Are C-Sections and Related Interventions Being Used Too Excessively?

Although many mothers need to have Cesarean sections performed when giving birth, a new survey reports that major label interventions such as C-sections are being used too excessively on healthy women, according to Parenting.com.

The survey, Listening to Mother's III, questioned about 2,400 moms that gave birth in hospitals across the U.S., and concluded that many women are not informed enough about the risks of such procedures to advocate for themselves.

The majority of moms did not have the correct knowledge about what would put them at risk for needing a potentially dangerous procedure, and one in four reported being pressured by caregivers to receive an intervention. 

Only one in eight women surveyed reported not having procedures such as labor induction or speeded delivery. with a quarter of women having received three or more of five serious interventions. Among mothers who had a primary C-section, the survey found that the four major reasons women cited for having the procedure done were: baby was in the wrong position (16 percent), fetal monitor reading showed a problem (11 percent), the mother had a health condition that called for the procedure (10 percent), or the baby was having trouble fitting through (10 percent). Twenty-two percent of mothers indicated that they had asked their health care providers for a planned C-section delivery.
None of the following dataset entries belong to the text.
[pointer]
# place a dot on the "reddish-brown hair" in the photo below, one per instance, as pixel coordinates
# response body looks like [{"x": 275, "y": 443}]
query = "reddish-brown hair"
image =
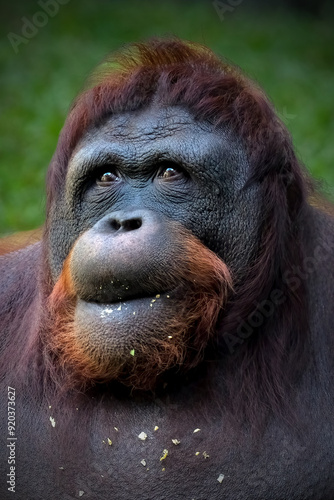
[
  {"x": 179, "y": 342},
  {"x": 256, "y": 377}
]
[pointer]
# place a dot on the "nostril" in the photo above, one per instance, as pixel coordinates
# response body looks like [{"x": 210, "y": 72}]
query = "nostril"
[
  {"x": 115, "y": 224},
  {"x": 131, "y": 224}
]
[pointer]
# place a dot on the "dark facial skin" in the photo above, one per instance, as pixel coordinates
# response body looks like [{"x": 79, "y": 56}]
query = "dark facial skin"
[
  {"x": 163, "y": 161},
  {"x": 128, "y": 227},
  {"x": 128, "y": 182}
]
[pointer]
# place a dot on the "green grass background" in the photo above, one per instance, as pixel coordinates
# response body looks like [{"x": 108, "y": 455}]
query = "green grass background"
[{"x": 289, "y": 53}]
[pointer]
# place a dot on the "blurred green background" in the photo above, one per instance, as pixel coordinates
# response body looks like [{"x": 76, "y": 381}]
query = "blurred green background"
[{"x": 290, "y": 52}]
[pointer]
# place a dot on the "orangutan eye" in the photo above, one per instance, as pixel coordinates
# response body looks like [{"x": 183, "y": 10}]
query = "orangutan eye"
[
  {"x": 106, "y": 178},
  {"x": 170, "y": 172}
]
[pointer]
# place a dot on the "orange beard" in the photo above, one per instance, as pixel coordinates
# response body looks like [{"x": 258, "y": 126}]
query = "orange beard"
[{"x": 176, "y": 337}]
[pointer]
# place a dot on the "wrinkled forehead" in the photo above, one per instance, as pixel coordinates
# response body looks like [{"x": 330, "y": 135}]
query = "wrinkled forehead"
[
  {"x": 141, "y": 126},
  {"x": 153, "y": 132}
]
Maureen Corry, the executive director of Childbirth Connection, told The Lund Report that "pressure to have unwanted procedures, a lack of awareness about their downsides, and unqualified trust in health care providers are a potent combination, making women and their babies vulnerable to poor quality care."

"Women urgently need access to publicly reported performance measures of health care providers and hospitals, and decision-making tools to help them choose safe, effective care that reflects their values and preferences," Corry said. 

 "Underused maternity practices tend to be non-invasive, pose few if any risks, and use relatively few resources," The survey's lead investigator  Dr. Eugene Declercq, told The Lund Report. "They offer many opportunities to improve the quality, outcomes and cost of maternity care, with benefits for mothers and babies, and those who pay for their care." 

Of the women surveyed, many did not receive help such as continous doula care, support for depression and smoking cessation. Surprisingly, many moms who had previously had C-sections and wanted vaginal births said that their hospital or maternity care provider refused.

According to the survey, almost two-thirds of mothers (63 percent) with primary cesareans indicated that their doctor was the decision maker, and for those mothers with a repeat C-section, the decision had typically been made prior to labor by either their provider (47 percent) or the mothers (30 percent). Just 1 percent of mothers with a primary C-section reported that they themselves had made the decision to have the procedure done in advance of labor.